Конечно, в одиночку убить Матку Священной Дичи, было под силу далеко не каждому рядовому воину, тем не менее, Сумрак уже достиг того возраста, когда следовало решаться. Его отец принес его матери первую голову Королевы в пятьдесят с небольшим; Пустошь, припоминая как-то свое первое сражение с Маткой, говорил, что ему на тот момент исполнилось сорок пять — ну, Пустошь в принципе был очень крупным самцом и искусным воином, так что вряд ли ему стоило большого труда завалить эту махину… Гнев, как поговаривали, на Матку впервые пошел почти в шестьдесят, но, зато, сразу крайне успешно. Самому же Сумраку в этом году должно было стукнуть сорок восемь, и, если судить со стороны, то он представлял собой некий середнячок среди охотников, даром что имел обыкновение в самое пекло лезть, а потому и шансы имел средние — не совсем большие, но и не мизерные.

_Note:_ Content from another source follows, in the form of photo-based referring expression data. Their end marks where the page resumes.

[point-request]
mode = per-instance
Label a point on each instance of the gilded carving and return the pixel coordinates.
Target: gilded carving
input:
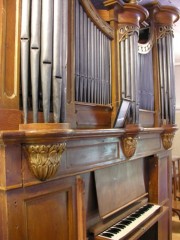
(44, 160)
(129, 146)
(126, 31)
(167, 140)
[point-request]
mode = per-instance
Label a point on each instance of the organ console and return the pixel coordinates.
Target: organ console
(67, 170)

Сына Грозы немало отличали от других охотников многочисленные сплетни, блуждающие за его спиной и связанные с его слегка нетипичным поведением, а так же нестандартной историей появления на «Изверге». Сумрак потому и не вписался как следует в клан, что поступил в него, уже будучи взрослым самцом со статусом Кровавого. Ранг прежних новобранцев всегда рос на глазах старших сородичей, и уважение к каждому молодому самцу со стороны других воинов ковалось постепенно, от Охоты к Охоте, воспринять же новичка, пришедшего состоявшимся охотником, но неизвестно как и неизвестно где принявшего Посвящение, а потом в течение более, чем десятка лет совершавшего победы, о которых никто из клана Гнева не был осведомлен, старшим самцам было психологически трудно. Поначалу они пытались притеснять Сумрака, давая понять, что он, хоть и Кровавый по прошлым деяниям, но тут-то пока что просто никто, однако сын Грозы быстро поставил агрессоров на место и продолжил свое обособленное, если не сказать, замкнутое существование в рядах клана, ни перед кем, кроме Вожака, и впредь о своих победах не отчитываясь.

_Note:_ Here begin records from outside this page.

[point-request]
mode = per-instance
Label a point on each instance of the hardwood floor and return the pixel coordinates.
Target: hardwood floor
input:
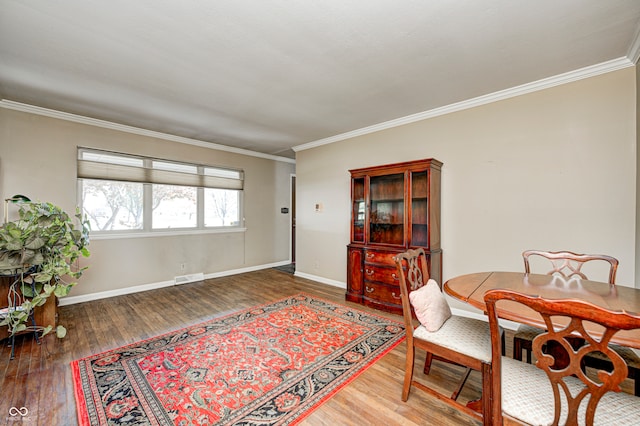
(39, 378)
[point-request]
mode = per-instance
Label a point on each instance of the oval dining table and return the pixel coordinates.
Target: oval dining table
(471, 288)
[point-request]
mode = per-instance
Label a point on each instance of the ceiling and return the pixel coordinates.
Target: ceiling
(269, 75)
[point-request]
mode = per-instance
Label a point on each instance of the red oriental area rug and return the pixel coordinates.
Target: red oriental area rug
(269, 365)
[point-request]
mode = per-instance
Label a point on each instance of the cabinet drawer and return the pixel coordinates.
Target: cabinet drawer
(381, 274)
(382, 293)
(380, 257)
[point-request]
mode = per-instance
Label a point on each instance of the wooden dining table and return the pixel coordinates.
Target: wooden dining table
(471, 288)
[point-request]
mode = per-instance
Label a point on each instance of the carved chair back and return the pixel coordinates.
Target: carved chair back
(569, 264)
(416, 274)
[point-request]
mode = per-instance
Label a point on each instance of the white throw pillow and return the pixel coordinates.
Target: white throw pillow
(430, 306)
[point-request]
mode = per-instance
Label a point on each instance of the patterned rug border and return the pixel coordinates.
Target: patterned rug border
(82, 413)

Тем не менее, если было отбросить все эти нюансы и взглянуть на Сумрака не предвзято, то он ничем особым не отличался от любого другого молодого охотника. Он являлся довольно крупным самцом, но встречались и крупнее его; он был искусен в бою, но бывали и те, кто в чем-то его намного превосходил. Сумрак и с виду не выделялся среди сородичей вообще ничем: ни каким-то особым цветом шкуры, ни рельефным телосложением, ни длиной гривы, ни мощностью челюстей… Пожалуй, он, разве что, был поумнее некоторых собратьев, но, его ум не относился к чертам, сразу бросающимся в глаза, тем более, что сын Грозы не пытался щеголять своим интеллектом при каждой удобной возможности, чаще оставляя свое мнение при себе, чем ввязываясь в какие-то общие обсуждения.
Таким образом, претендуя на уничтожение Матки, абсолютно среднестатистический Сумрак бросал вызов многим. И он прекрасно осознавал, что в случае его поражения эти многие позлорадствуют, а в случае победы лишь часть сородичей примет его достижения и повышение в статусе, другая же часть имеет все шансы просто его возненавидеть… Впрочем, для самого воина важно было лишь одно: как на его возможный триумф отреагируют Вожак, отец и самки, все остальное не имело значения.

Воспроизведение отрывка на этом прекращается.